Меня всегда поражала феноменальная память шефа, который не только держал в голове перечень всех дел, находившихся в производстве следователей, но и помнил их суть, ориентировался в обстоятельствах преступлений, знал позиции обвиняемых и свидетелей.
— Не признался. Ну это дело его — не новичок. На этот раз влепят ему на всю катушку...
Белов дочитал обвинительное заключение, полистал пухлый том и размашисто подписался под словом «утверждаю».
— А как обстоит дело с убийством на даче Золотовых?
— Вчера делал дополнительный осмотр, сегодня допрашивал подозреваемую...
— Ее фамилия Вершикова, если не ошибаюсь? — Шеф не ошибался и знал это, просто хотел продемонстрировать свою осведомленность и блеснуть памятью. — Ну и что она? Признается?
— Признается-то признается, да как-то странно. Дескать — убила, а как — не помню, по деталям ничего не дает...
— Это объяснимо — вечеринка, выпивка... В общем-то, дело несложное. Надо в этом месяце и закончить.
Шеф внимательно разглядывал меня. Он был массивным, внушительного вида мужчиной с крупными, простоватыми чертами лица и имел привычку изучающе рассматривать собеседника. Один глаз он потерял на войне, протез был подобран умело, и долгое время я не мог определить, какой глаз у него живой, а какой стеклянный, и оттого испытывал неловкость, когда он вот так, в упор, меня рассматривал.

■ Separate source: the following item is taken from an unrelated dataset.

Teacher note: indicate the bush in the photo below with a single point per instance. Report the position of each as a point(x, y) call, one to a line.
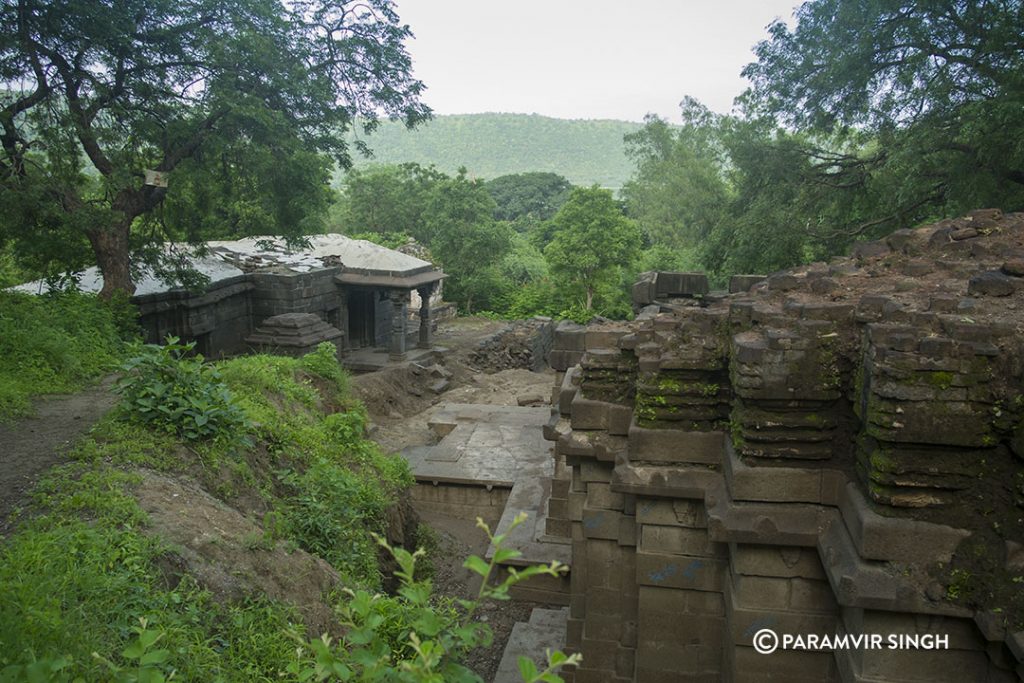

— И еще вот что. У меня был Золотов-старший...
Интересно, когда же он успел?
— ...он просил как можно деликатней отнестись к ним. Они уважаемые люди, и так уже травмированы, а тут следствие, повестки, огласка, ну, вы понимаете... Так что постарайтесь как-нибудь помягче. Может быть, вообще не будет необходимости их допрашивать...
— Такая необходимость уже есть! — Я не любил подобных разговоров.
— ...а если все-таки понадобится, то можно вызвать по телефону, одним словом, поделикатней. Мы же должны внимательно относиться к людям, с пониманием...
Это уже начинались нравоучения, до которых шеф большой охотник. И хотя большей частью он говорил банальные вещи, именно потому ему было невозможно возразить, и, следовательно, он всегда оказывался прав.